Data Wrangling & GAN
=================================

## R Dependencies

When using R I like using [RStudio](https://www.rstudio.com). I think it's the best IDE for R, and makes iterating on code very easy and quick. Within RStudio there is a package manager that can help you install the packages I have listed here:

* dyplr
* ggplot2

The following two packages are installed a little differently.
First install [Bioconductor](http://bioconductor.org/)
Then you may install [GEOQuery](http://genomicsclass.github.io/book/pages/GEOquery.html)

Those two packages are used in [get_gse_data.r](./mkdataset/get_gse_data.r), which can get any GSE, given the GSE ID and gene symbol column name.


## Python Dependencies

I used a virtual environment by [virtualenv](https://pypi.python.org/pypi/virtualenv). If you want to use it as well, I recommend [this installation tutorial](http://docs.python-guide.org/en/latest/dev/virtualenvs/).

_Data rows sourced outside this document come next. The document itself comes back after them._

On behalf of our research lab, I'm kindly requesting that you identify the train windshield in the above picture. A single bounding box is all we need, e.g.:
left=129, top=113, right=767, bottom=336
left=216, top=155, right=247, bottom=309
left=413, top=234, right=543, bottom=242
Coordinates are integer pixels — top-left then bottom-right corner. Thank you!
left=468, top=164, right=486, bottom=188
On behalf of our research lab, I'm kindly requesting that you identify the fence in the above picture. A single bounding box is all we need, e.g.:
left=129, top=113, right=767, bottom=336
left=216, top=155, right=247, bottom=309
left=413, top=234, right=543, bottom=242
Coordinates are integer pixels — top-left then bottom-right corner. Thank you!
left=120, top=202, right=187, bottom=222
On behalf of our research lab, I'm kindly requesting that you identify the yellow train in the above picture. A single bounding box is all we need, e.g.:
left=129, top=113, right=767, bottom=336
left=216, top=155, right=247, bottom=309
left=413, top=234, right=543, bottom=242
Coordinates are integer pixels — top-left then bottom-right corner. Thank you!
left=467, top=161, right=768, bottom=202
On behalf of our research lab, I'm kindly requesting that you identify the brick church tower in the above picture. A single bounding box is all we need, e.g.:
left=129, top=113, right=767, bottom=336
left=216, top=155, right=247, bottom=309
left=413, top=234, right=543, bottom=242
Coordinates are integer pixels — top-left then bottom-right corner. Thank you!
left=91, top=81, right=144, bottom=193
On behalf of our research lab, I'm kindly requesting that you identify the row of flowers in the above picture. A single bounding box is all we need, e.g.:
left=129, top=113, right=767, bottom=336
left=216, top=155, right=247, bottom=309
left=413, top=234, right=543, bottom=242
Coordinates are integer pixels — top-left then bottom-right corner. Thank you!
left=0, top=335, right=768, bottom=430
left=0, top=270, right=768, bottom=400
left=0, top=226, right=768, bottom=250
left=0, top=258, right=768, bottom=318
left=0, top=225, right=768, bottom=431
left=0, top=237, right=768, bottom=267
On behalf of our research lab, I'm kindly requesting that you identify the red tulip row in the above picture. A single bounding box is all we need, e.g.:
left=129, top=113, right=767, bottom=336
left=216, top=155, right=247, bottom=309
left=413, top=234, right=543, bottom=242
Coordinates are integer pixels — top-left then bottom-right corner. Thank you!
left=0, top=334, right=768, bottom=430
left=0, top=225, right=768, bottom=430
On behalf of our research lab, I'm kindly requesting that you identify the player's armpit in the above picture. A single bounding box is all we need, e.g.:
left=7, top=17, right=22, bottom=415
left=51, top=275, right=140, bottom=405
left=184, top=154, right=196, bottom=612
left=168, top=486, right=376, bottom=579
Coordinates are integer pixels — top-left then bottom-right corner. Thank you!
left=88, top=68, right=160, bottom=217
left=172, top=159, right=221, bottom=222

> **NOTE**: Using a virtual environment doesn't allows you to use [matplotlib](http://matplotlib.org/faq/virtualenv_faq.html) directly. You need to map it to your system's copy of **matplotlib** because the graphics libraries to create window frames is closely tied to the operating system.

The prominent packages are:

* numpy
* Pandas
* Scikit-Learn
* TensorFlow
* Keras
* keras_adversarial

To install all the dependencies quickly and easily you should use [`pip`](https://pypi.python.org/pypi/pip/)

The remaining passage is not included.